Die Geschichte wird von der neunzehn jährigen Kiara erzählt, die mit 12 Jahren von unserer Welt nach Mittelerde gespült wurde. Sie wurde mit dreizehn die zehnte Gefährtin. Nun ist sie neunzehn, das erste Kapitel spielt kurz nach Arwens Tod

    1
    Ich lief durch MinasTirith und suchte nach Legolas. Meistens fand ich ihn auf dem Dach der Zitadelle, doch nun vermutete ich ihn vor der Stadt. Ich lief während meine Tränen mir noch immer die Sicht verschleierten. Arwen war wirklich fort! Für immer!

    Ich erreichte eine riesige Wiese vor der Stadt. Der Duft des näherkommenden Frühlings erfüllte meine Lungen und es dauerte nicht lange, bis ich den blonden Elben im taubedeckten Gras fand.
    Ich legte mich neben ihn auf die gefrorene Erde und spürte wie die Kälte meinen Rücken hinaufkroch. Legolas blinzelte zur Silhouette des durchsichtig schimmernden Mondes auf.
    Es dauerte lange, bis er etwas sagte. Seine Stimme war nicht heiser oder tränenerstickt, er hatte nicht geweint wie ich.
    "Gehts dir besser?", fragte er leise, so als würde er in normaler Lautstärke sprechend einen Höhlentroll wecken.
    "Nein", brummte ich verbittert und wütend.
    "Mir auch nicht".
    Der Elb drehte seinen Kopf zu mir und ich spürte den Blick seiner Augen kribbelnd auf mir ruhen.
    "Kiara... Ich habe beschlossen an den Grauen Anfurthen ein Schiff zu nehmen, das mich nach Valinor bringt, mich und Gimli".
    Ich nickte. "Nur ihr?".
    "Ich hatte vor dich einzuladen mit uns zu kommen".
    "Wirklich?".
    Legolas blinzelte. "Natürlich!

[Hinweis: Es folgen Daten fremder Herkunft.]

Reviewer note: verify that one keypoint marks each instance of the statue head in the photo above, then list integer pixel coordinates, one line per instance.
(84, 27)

Du hast doch immer an unserer Seite gestanden, als wir gekämpft und gewonnen haben! Als Freundin!".
    Ein Stich fuhr durch mein Herz. Ich schien selber nicht zu wissen, warum. Freundin...
    "Ich komme natürlich mit! Auch Menschen dürfen dort hin, oder nicht?".
    Ein lächeln malte sich auf sein Gesicht.
    "Dir wird doch jeder gestatten ins Land zu kommen!".
    Er gab mir einen Stubser mit dem Ellenbogen.
    "So gefährlich wie du aussiehst!".
    Wenn ich eins nicht konnte, dann war es, furchteinflößend auszusehen. Zugegeben, mit meinen grünen Augen und den langen blonden Haaren sah ich schon fast aus wie eine Elbin, aber dermaßen respekteinflößend, war nur Legolas. Andere Elben hatte ich seit Galadriels Abschied von Mittelerde nicht mehr gesehen.

    2
    Am nächsten Morgen packten wir unsere Sachen, Legolas, Gimli und Ich. Wir wollten nicht sofort aufbrechen, weil Eldarion und seine kleinen Schwestern gerade jetzt sehr viel Aufmerksamkeit brauchten, jedoch hielten wir uns bereit. Auch Éowyn und Faramir von Ithilien waren gekommen. Faramir würde über das Land wachen, bis Eldarion alt genug dafür wäre, sein Erbe anzutreten.
    Irgendwann beschlossen wir drei schließlich einen Ausritt zu unternehmen.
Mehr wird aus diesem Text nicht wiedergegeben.